In view of such triunity in all of creation, both sensual and spiritual, is not the repudiation of triunity in the One Who exists eternally equal to closing one’s eyes and not seeing the light at midday? Such is the fate of those who, having rejected the guidance of the word of God, entrust themselves only to their poor reason! Wandering from misconception to misconception, they often end up doubting their own existence.
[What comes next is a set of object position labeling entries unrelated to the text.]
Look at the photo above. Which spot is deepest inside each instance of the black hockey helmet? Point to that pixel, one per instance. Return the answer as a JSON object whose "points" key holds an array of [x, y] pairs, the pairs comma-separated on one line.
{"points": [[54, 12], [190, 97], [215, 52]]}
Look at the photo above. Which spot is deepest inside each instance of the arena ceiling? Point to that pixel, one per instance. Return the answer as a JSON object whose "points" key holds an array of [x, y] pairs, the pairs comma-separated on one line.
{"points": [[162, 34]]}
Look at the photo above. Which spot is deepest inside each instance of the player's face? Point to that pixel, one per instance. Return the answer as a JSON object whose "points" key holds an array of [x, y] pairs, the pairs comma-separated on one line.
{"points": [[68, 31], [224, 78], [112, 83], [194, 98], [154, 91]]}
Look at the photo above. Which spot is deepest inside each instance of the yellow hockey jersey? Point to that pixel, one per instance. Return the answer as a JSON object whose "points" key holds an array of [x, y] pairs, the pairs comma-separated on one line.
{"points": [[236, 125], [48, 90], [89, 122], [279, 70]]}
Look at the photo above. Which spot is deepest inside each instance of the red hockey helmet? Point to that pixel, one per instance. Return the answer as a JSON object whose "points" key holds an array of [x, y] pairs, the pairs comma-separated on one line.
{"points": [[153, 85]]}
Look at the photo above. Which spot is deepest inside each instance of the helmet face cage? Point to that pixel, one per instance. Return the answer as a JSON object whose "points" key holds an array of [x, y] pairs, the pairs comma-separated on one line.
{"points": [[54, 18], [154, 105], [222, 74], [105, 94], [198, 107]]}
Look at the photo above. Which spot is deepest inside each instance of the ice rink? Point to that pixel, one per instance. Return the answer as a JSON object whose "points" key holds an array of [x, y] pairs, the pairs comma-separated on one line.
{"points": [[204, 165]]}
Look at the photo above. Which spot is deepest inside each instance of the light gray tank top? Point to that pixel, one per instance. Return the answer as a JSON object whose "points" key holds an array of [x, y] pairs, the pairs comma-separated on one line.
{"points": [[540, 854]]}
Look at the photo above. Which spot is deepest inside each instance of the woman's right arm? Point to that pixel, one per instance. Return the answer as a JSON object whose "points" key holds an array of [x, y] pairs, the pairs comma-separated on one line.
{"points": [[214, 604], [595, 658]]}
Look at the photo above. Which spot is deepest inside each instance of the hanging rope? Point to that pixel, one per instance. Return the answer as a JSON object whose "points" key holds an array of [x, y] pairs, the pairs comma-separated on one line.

Regretting such lack of reason and wishing all doubters enlightenment from above, let us turn, dear brethren, to the subject of our discourse, let our minds soar above all creation, let us draw near to the throne of the Triune. Let us prostrate ourselves in awe before the majesty of His perfection, and as proof of our love and gratitude for all the countless blessings showered upon us by the Most-holy Trinity, let us give to It the gift of our whole being. To God the Father let us offer our body, that it may be a tool for the fulfillment of His holy will. To God the Son let us offer our soul, that it may be inspired by the strength of His Cross. To God the Holy Spirit let us offer our spirit, that it may soar in the celestial realms, flaming from the Spirit’s breath. Blessed is the one who still in this life has already begun, as the Church sings, “to shine with the unity of the Trinity …” Amen.